For this cause he had been postponing the promised visit, and thereby postponing the taking of the final step in the campaign of intimidation. The unexplained telephone call decided him, however. He would go and see Elinor and have the ordeal over with.
But as a preliminary he dined that evening with Ormsby at the Camelot Club, and over the coffee had it out with him.
“I am going out to see Miss Brentwood to-night,” he announced abruptly. “Have you any objection?”
The millionaire gave him the shrewdest of over-looks, ending with a deep-rumbling laugh.
“Kent, you are the queerest lot I have ever discovered, and that is saying a good bit. Why, in the name of all the proprieties, should I object?”
“Your right is unchallenged,” Kent admitted.
“Is it? Better ask Miss Brentwood about that. She might say it isn’t.”
“I don’t understand,” said Kent, dry-tongued.
“Don’t you? Perhaps I’d better explain: she might find it a little difficult. You have been laboring under the impression that we are engaged, haven’t you?”
“Laboring under the—why, good heavens, man! it’s in everybody’s mouth!”
“Curious, isn’t it, how such things get about,” commented the player of long suits. “How do you suppose they get started?”
“I don’t suppose anything about it, so far as we two are concerned; I have your own word for it. You said you were the man in possession.”
Ormsby laughed again.
“You are something of a bluffer yourself, David. Did you let my little stagger scare you out?”
David Kent pushed his chair back from the table and nailed Ormsby with a look that would have made a younger man betray himself.
“Do you mean to tell me that there is no engagement between you and Miss Brentwood?”
“Just that.” Ormsby put all the nonchalance he could muster into the laconic reply, but he was anticipating the sequent demand which came like a shot out of a gun.
“And there never has been?”
Ormsby grinned.
“When you are digging a well and have found your stream of water, it’s folly to go deeper, David. Can’t you let ‘good enough’ alone?”

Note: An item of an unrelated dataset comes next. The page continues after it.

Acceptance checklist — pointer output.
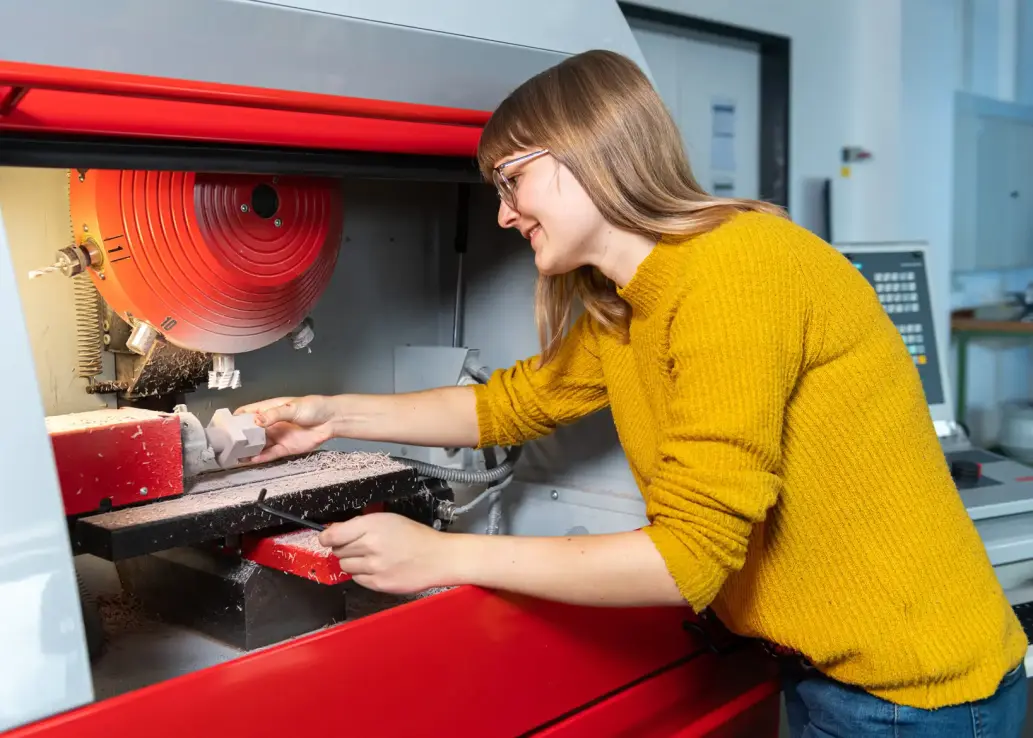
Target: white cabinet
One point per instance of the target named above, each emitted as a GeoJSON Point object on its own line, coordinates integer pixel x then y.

Kent turned it over in his mind, frowning thoughtfully into his coffee-cup. When he spoke it was out of the mid-heart of manliness.
“I wish you would tell me one thing, Ormsby. Am I responsible for—for the present state of affairs?”
Ormsby stretched the truth a little; partly for Elinor’s sake; more, perhaps, for Kent’s.
“You have done nothing that an honorable rival—and incidentally a good friend of mine—might not do. Therefore you are not responsible.”
“That is putting it very diplomatically,” Kent mused. “I am afraid it does not exonerate me wholly.”
“Yes, it does. But it doesn’t put me out of the running, you understand. I’m ‘forninst’ you yet; rather more stubbornly than before, I fancy.”